Real answers about synthetic data

  • Why was the Fusion S™ created?

    The goal was to enable carriers and partners to build models, test pricing strategies, and explore segmentation ideas without needing access to sensitive or proprietary data. The synthetic data mirrors the characteristics of the pooled dataset but is different enough to protect against reverse engineering.

  • How is Fusion S™ constructed?

    VoyageWorks’ synthetic data is specifically designed to maintain the distributions of and the correlations between every variable in the dataset, especially between any predictor variable and frequency, severity, and pure premium.  VoyageWorks  conducts extensive testing to ensure that the synthetic data maintains variable distributions, correlations between variables, and  that models built using the synthetic data closely match models built on actual data. 


  • What source data was used to create the synthetic dataset?

    We used the liability, collision, and comprehensive modeling datasets from the VoyageWorks pool. Records with missing liability incurred amounts, missing NAICS codes, or fewer than 0.25 earned car years were excluded. Third-party variables and premium fields were also removed.

  • What is the state and industry distribution? 

    We can provide that information. Please reach out to us. 
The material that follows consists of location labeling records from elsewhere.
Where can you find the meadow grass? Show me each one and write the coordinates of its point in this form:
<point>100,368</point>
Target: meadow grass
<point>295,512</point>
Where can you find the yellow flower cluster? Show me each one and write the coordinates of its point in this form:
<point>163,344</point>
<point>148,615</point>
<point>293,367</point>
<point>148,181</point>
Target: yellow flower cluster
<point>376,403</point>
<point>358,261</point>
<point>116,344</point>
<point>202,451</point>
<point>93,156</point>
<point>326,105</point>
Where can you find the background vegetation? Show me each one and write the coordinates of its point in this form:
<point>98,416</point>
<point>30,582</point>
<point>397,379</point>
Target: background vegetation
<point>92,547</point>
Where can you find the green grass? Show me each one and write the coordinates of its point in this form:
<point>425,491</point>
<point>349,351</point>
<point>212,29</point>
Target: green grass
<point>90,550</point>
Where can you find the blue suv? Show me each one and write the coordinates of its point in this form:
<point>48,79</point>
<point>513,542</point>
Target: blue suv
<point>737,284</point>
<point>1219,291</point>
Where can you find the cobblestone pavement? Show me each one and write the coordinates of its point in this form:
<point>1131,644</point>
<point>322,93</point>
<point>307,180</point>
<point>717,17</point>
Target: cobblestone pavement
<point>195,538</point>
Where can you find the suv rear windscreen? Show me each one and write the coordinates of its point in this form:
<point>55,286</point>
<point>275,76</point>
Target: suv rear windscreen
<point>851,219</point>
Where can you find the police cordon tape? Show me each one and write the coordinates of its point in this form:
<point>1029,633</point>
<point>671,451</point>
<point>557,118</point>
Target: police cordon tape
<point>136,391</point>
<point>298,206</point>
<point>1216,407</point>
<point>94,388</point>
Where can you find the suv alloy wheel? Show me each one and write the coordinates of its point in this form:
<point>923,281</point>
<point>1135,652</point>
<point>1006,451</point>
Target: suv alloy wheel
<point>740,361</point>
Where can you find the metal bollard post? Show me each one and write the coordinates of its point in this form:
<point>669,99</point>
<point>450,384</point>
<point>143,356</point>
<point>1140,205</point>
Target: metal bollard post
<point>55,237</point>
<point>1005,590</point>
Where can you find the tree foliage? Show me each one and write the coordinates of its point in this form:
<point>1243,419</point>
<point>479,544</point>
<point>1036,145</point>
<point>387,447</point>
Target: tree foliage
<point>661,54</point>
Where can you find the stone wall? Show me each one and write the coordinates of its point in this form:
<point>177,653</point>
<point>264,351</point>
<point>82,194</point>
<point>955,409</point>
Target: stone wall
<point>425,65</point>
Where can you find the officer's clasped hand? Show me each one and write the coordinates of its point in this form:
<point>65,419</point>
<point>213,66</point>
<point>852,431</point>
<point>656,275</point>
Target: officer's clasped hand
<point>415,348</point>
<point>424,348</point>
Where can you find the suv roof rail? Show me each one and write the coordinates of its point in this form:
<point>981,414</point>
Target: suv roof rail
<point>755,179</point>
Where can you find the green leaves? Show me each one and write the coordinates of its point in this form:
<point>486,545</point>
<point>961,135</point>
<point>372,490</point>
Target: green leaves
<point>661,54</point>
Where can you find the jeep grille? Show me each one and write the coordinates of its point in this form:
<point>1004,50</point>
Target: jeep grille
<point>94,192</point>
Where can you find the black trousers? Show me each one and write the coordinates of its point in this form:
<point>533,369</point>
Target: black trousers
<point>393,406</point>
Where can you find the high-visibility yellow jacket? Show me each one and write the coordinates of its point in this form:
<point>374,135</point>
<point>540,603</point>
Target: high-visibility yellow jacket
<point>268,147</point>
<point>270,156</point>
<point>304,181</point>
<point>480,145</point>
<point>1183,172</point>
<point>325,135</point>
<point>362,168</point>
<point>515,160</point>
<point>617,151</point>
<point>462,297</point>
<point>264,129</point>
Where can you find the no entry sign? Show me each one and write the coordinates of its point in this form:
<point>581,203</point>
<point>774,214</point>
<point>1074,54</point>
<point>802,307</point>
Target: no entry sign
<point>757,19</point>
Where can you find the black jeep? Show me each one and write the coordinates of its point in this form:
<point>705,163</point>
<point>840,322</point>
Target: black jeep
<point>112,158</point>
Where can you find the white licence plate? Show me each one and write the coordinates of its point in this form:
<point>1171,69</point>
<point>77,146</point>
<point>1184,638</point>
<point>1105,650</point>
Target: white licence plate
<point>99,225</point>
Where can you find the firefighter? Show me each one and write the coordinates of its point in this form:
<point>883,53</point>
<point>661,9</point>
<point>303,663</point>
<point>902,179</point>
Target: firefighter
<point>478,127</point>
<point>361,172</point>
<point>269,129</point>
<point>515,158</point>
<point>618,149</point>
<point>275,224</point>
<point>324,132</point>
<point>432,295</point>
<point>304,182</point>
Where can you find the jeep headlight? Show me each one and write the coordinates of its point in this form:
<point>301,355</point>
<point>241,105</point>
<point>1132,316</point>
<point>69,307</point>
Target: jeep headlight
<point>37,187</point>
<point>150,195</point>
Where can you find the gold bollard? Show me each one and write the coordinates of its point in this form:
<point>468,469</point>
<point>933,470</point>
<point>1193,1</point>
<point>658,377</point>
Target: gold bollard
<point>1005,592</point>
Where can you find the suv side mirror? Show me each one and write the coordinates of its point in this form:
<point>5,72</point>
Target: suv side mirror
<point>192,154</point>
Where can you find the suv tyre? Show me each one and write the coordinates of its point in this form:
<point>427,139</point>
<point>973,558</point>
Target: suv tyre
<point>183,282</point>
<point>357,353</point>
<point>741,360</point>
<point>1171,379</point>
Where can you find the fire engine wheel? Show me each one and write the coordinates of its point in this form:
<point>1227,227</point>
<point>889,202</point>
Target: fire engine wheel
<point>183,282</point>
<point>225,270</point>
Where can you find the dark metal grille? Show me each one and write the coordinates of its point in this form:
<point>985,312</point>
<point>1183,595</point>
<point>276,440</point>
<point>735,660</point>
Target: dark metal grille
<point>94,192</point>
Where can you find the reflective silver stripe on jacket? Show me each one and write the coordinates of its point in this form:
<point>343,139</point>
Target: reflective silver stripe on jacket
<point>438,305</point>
  • How do you make sure the synthetic data behaves like the actual data?

    We ran multiple statistical tests, including:


    Variable distributions: Every variable in the synthetic data closely mirrors the distribution in the actual dataset.


    Numeric correlations: Relationships between numeric fields stayed highly consistent—no correlation changed by more than 10%.


    Categorical relationships: The frequency of category combinations (e.g., NAICS code + Vehicle Use) stayed within 2% of the actual data, with no unrealistic new combinations introduced.


    Box-and-whisker comparisons: Numeric variables were compared across levels of categorical variables to verify consistent patterns.


    Model behavior: We trained Random Forest and GBM models on both the real and synthetic datasets. Variable importance, actual vs. predicted values, and double lift charts all showed that the synthetic models behaved nearly identically.

  • How do customers validate the data to gain confidence in using it? 

    VoyageWorks builds models on both actual training data and synthetic training data. It then scores both models with the actual holdout data. The results of the synthetic model are nearly identical to the actual model, based on multiple tests. For any models built on synthetic data, VoyageWorks can score and produce validation charts using the real data. 



  • Does continued access to the dataset, including updates, depend on sharing data? 

    Continued access to the dataset, including updates, requires an annual data contribution.